Alors que la concentration des sociétés de production s’accélère[1], avec pour objectif le développement de meilleures armes de négociation face aux diffuseurs et l’industrialisation de leurs formats d’émission pour les décliner dans de nombreux pays, et alors que la réglementation française limite la détention des droits ciné et TV, les chaînes de télévision sont au centre de toutes les attentions et sont obligées de réagir afin de ne pas rester isolées. C’est dans ce contexte, ajouté au succès actuel de la fictions française, que M6 puis Canal+ ont récemment annoncé la création de filiales françaises pour produire des fictions TV.
La récente prise de contrôle de la société de production Newen par le groupe TF1 en janvier 2016 avait suscité de vives réactions, portant notamment sur les risques d’intégration verticale de sociétés de production jusqu’alors indépendantes. Or, ces opérations de concentration ne sont que l’aboutissement d’un mouvement de convergence des médias qui réalisent une double stratégie d’intégration verticale : en aval pour les sociétés de production de contenus qui souhaitent maîtriser l’accès aux canaux de distribution et en l’amont pour les entreprises spécialisées dans la diffusion et/ou la distribution qui souhaitent investir dans les contenus.
Ainsi, pour résister face à la concentration des acteurs de la production TV et face à la concurrence des acteurs de la SVoD, le groupe Canal+ met tout en œuvre pour être propriétaire de ses œuvres alors que sa volonté de voir allégées ses obligations de financement dans la production de films et de séries a été accueillie froidement par la SACD notamment. Le groupe lance ainsi une activité de production en France qui lui permettra de produire pour ses chaînes et les autres, que ce soit en France ou à l’étranger. Studiocanal prolonge sa stratégie de développement dans la production de fictions TV qu’il avait commencé en faisant l’acquisition de différentes sociétés de production en Europe, avec une société de production britannique, un studio allemand, puis danois et enfin espagnol : « Studiocanal réalise 15% de son chiffre d’affaires dans la télévision (contre 60% pour le cinéma). Mais il souhaite monter à 25% en télévision, avec environ 20 séries par an »[2].
Le groupe M6 a également annoncé[3] sa volonté d’élargir les activités de sa filiale SND à la production de films et de séries TV pour le marché international.
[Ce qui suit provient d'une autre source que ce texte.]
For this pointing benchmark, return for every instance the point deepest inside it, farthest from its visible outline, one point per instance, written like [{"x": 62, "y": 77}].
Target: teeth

Jusqu’à présent, la filiale était chargée de développer, produire ou cofinancer des films français ou étrangers, puis les exploiter en France sur tous les médias. Encore une fois, la règlementation française est remise en cause : Nicolas de Tavernost « souhaite avoir la maîtrise des marques, pour des droits plus longs ». Ce besoin de la maîtrise des droits, le même que Canal+, passe d’une part par le contrôle de certains formats auprès des producteurs (Scènes de ménages par exemple) et d’autre part désormais par la production de fictions par le groupe lui-même, lesquelles ne seront donc pas dans le quota de productions indépendantes limitées en termes de détention de droits.
De son côté, le groupe TF1 produit déjà quelques fictions TV à travers sa société de production Newen (TF1 Production ne produit que des émissions de flux), dont le feuilleton quotidien Demain nous appartient. Mais alors que M6 prône de manière drastique la propriété des marques pour ne pas les laisser partir, TF1 est plus partageuse puisqu’elle laisse ses productions se négocier avec de puissants acteurs internationaux (Newen vient de signer avec Amazon la production de la série de 10 x 26 minutes Deutsch-les-Landes).
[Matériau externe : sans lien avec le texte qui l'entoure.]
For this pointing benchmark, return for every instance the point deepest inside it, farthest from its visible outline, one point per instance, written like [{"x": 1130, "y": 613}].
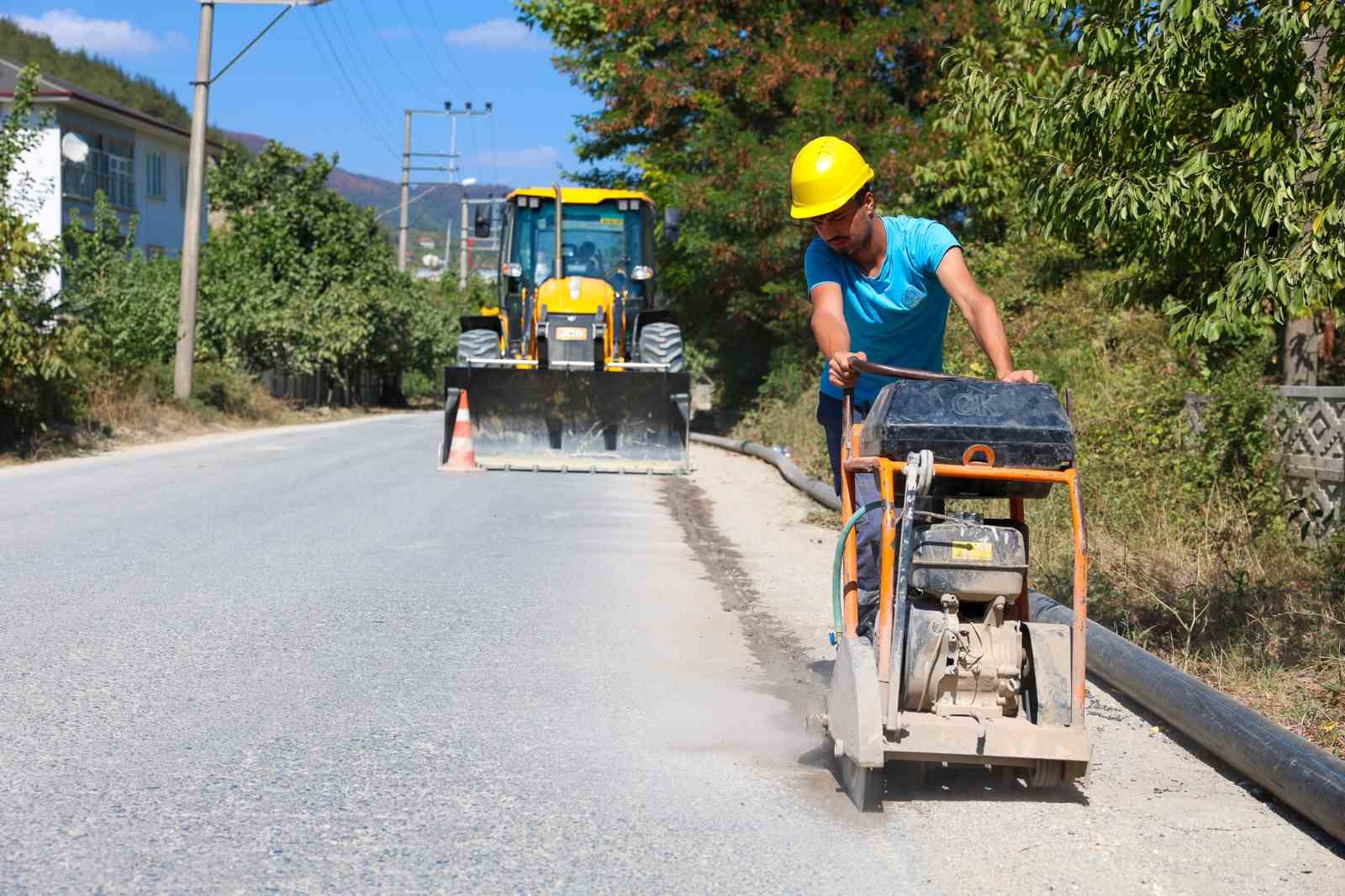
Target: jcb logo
[{"x": 973, "y": 403}]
Sur les chaînes de France Télévisions, quelques fictions, généralement des unitaires, ont déjà vu le jour à travers trois labels de production, sous la responsabilité de la filiale MFP : Dalva Productions, Salsa productions et Epeios productions. Le feuilleton quotidien à venir sur France 2 va par ailleurs permettre au groupe de passer un cap dans la valorisation de sa production interne : la prochaine fiction emblématique du groupe (dont le nom de code est Grand Soleil) sera ainsi produite par MFP.
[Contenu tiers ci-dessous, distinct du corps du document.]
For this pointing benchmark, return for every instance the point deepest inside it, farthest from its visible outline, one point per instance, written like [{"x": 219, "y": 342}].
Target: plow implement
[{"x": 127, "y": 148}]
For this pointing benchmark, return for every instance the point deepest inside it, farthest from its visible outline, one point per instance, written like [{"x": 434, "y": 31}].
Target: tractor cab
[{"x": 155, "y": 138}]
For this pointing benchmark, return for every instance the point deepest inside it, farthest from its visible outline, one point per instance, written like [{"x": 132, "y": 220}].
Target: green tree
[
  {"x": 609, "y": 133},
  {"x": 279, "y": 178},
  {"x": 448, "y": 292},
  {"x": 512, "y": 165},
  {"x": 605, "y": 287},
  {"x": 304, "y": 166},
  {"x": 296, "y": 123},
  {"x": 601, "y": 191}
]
Enfin, Orange Content, via ses filiales Orange Studios et OCS est aussi en ordre de bataille pour produire de nouvelles fictions TV. En janvier 2018, la première création est ainsi annoncée : l’adaptation en série TV (8 x 52 minutes) du roman d’Umberto Eco (et du film de Jean-Jacques Annaud), Le Nom de la Rose. Dotée d’un budget supérieur à 23 millions d’euros[4], la série est coproduite avec la Rai et les sociétés 11 Marzo et Palomar. Une initiative qui ne s’arrête pas là puisque le groupe souhaite également produire prochainement pour la France.